Harmonic also said 4% of genAI usage in the dataset came from China-based applications. It said these apps had "no oversight at all."
Types of data
Harmonic said 579,000 prompts, or 2.6% of the 22.4 million, contained company-sensitive data. It said the nature of that data often makes detection difficult because it is "highly unstructured."
The company broke down the leading categories of exposure. It said code represented 30% of data exposures. It said legal discourse accounted for 22.3%.
Harmonic reported that M&A data made up 12.6% of exposures, financial projections 7.8%, and investment portfolio data 5.5%. It also listed access keys, personally identifiable information, and sales pipeline data among other categories found in the prompts.

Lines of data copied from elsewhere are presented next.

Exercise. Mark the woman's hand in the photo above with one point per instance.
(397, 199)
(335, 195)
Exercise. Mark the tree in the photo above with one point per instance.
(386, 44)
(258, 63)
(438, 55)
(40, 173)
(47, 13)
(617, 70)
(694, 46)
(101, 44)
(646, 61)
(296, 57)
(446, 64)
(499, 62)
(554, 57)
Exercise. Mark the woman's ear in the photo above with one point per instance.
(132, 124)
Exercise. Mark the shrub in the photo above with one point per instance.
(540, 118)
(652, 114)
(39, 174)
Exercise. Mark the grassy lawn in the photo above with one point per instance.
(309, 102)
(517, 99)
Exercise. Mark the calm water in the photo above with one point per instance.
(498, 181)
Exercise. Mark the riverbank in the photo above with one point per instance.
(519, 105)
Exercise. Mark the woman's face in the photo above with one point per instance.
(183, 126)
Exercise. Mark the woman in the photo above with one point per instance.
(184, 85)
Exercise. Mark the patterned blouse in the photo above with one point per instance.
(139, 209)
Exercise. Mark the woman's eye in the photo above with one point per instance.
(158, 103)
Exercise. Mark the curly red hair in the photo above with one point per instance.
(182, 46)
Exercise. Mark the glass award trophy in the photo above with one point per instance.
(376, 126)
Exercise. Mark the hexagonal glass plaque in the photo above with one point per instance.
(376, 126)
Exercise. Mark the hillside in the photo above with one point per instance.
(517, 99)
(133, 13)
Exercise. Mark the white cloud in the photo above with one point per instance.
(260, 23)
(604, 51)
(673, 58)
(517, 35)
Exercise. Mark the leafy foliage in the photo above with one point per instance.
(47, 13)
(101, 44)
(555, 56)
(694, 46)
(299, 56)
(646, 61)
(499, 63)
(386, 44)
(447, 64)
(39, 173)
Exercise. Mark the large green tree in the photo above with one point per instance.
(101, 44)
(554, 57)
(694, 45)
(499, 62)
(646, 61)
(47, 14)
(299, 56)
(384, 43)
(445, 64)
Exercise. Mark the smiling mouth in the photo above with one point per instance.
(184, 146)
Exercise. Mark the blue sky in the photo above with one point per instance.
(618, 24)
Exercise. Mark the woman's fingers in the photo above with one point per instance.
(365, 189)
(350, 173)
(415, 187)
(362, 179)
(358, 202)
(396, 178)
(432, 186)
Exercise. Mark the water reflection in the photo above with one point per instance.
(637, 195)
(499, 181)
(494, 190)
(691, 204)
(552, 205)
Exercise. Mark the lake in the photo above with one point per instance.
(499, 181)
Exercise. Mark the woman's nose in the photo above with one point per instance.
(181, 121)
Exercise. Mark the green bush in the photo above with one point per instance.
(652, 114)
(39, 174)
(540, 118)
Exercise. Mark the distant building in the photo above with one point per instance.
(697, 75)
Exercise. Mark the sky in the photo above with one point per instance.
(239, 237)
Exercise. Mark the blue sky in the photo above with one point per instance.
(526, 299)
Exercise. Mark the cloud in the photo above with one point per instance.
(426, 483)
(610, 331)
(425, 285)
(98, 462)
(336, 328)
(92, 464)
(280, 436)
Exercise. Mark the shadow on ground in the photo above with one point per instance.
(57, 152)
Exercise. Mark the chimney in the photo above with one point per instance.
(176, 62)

"Regulating access to the 'big six' GenAI apps can mean organizations take a giant step towards controlling their overall AI data exposure. ChatGPT in particular needs to be tightly controlled with a data exposure risk far greater than its use. But, critically, blocking isn't the answer. There are multiple ways for employees to circumvent controls and organizations are at risk from missing out on the huge productivity benefits AI can provide.
Paterson continues: Organisations need to move to enablement whereby employees are given access to the best GenAI options for their business but with oversight whereby employees are warned and / or blocked from uploading sensitive information. This is a fast-moving area, just because six dominate there are 661 tools we found to be in use which includes specialized coding assistants, domain-specific tools, and AI features embedded in existing tools. Four percent of usage also came from China-based apps which have no oversight at all. The businesses who win tend to focus first on the 'big six' initially but lean into the long tail with fine-grained data controls."
The analysis reflects employee activity within organisations that use Harmonic's monitoring products, according to the company. Harmonic said no personally identifiable information or proprietary file contents left customer environments. It said it aggregated and sanitised data before analysis.
Harmonic said the findings point to continued pressure on enterprises to manage a growing number of genAI services, and it expects use of specialised assistants and embedded AI features to remain a significant factor in exposure patterns.